How Europe Is Bracing Itself For Ebola

There's already been one case transmitted within the European Union. Here's how the continent is making preparations for the second.

Before Ebola came to the U.S., leaving one man dead and two health care workers infected, it was in Spain — where a nurse treating infected priests in a Madrid hospital contracted the disease last week.

That, along with the second transmission in the United States — and an admission from the CDC that protocol in Dallas, Texas, was not enforced properly — is forcing other Western countries to release information about their preparations for the disease.

The United Kingdom claims to be "among the best and most-prepared countries in the world."

Secretary of State for Health Jeremy Hunt on Monday gave an update to the House of Commons on just what the U.K. is doing to prepare for an Ebola case on the British Isles.
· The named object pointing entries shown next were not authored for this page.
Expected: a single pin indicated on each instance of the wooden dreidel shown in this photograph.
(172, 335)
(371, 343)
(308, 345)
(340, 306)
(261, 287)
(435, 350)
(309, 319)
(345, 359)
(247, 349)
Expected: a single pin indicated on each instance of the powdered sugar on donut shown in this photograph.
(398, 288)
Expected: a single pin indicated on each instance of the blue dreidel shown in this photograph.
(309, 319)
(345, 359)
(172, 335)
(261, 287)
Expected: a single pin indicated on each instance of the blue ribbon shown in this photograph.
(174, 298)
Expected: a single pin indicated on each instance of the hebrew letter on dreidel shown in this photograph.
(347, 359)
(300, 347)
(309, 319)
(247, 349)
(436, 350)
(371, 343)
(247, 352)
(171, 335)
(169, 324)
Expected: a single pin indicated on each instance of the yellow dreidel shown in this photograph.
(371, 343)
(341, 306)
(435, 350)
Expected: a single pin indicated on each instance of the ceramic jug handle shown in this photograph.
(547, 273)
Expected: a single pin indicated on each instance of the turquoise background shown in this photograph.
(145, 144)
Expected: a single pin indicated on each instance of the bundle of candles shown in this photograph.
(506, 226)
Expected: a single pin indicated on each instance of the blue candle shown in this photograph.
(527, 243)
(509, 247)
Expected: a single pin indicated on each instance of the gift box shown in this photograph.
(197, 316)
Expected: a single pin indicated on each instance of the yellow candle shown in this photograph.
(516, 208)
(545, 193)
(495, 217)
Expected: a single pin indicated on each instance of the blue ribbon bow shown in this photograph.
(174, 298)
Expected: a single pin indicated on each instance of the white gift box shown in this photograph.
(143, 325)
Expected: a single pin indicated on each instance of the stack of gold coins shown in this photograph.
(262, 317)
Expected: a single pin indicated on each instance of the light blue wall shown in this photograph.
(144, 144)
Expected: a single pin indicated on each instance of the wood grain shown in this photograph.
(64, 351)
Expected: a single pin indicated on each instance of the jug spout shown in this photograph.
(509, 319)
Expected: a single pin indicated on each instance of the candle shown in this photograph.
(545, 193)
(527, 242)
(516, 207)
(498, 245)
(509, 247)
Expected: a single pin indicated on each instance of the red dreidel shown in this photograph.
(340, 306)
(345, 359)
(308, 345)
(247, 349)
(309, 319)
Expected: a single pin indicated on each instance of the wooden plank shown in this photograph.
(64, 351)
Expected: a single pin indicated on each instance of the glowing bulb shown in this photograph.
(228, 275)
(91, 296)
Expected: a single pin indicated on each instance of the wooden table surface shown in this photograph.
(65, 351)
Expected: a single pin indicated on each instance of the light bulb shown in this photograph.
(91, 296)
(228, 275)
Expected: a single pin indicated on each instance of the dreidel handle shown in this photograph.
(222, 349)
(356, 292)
"All ambulances are equipped with personal protective equipment (PPE)," Hunt explained. Patients suspected of having Ebola will be isolated in the nearest hospital, he explained, with a blood sample sent to Public Health England's specialist laboratory for rapid testing.

"If they test positive for Ebola they will then be transferred to the Royal Free Hospital in north London, which is the U.K. specialist centre for treating the most dangerous infectious diseases," Hunt said, adding there are plans "to activate Ebola bed capacity in Newcastle, Liverpool, and Sheffield, making a total of 26 beds available in the U.K." Hunt didn't provide detail, however, on how long that capacity would take to be stood up.

"We will always follow medical advice as to whether any measures we adopt are likely to be effective and are a proportionate response to risk. However, I believe that we are among the best and most prepared countries in the world."

France has 12 hospitals prepared to take in potential Ebola cases.

They were chosen, France's Ministry of Social Affairs, Health, and Women's Rights said, based on "on-site evaluations conducted by the regional health agencies." In total these hospitals have 41 beds between them for possible patients, either in isolation wards or intensive care units.

Germany is touting nine "highly specialised treatment centres."

The government's plan for preventing the spread of Ebola involves the use of nine "highly specialised treatment centres" for infected patients, where "technical measures are in place (air-locks, decontamination facilities) to prevent any accidental escape of pathogens into the environment."

"In all suspect cases that have emerged in Germany so far, the collaboration of the agencies involved at Federal and Land level was so good as to prevent any conceivable infection through timely isolation measures," Federal Minister of Health Hermann Gröhe said in a statement published in late September. "In all of the cases involved, it was possible, within the shortest possible timeframe, to rule out any real infection with the Ebola virus."

Italy has two facilities, one in Rome and one in Milan, prepared to treat Ebola victims.

But the European Union does have some concerns.

In a fact sheet released on Wednesday, the European Commission noted without naming names that there could be "further challenges for some Member States in access to treatment facilities, transport of patients, availability of laboratories, expertise and resources."

On the whole, though, the European Centre for Disease Prevention and Control (ECDC) has assessed that most of Europe's countries "seem to be well-prepared."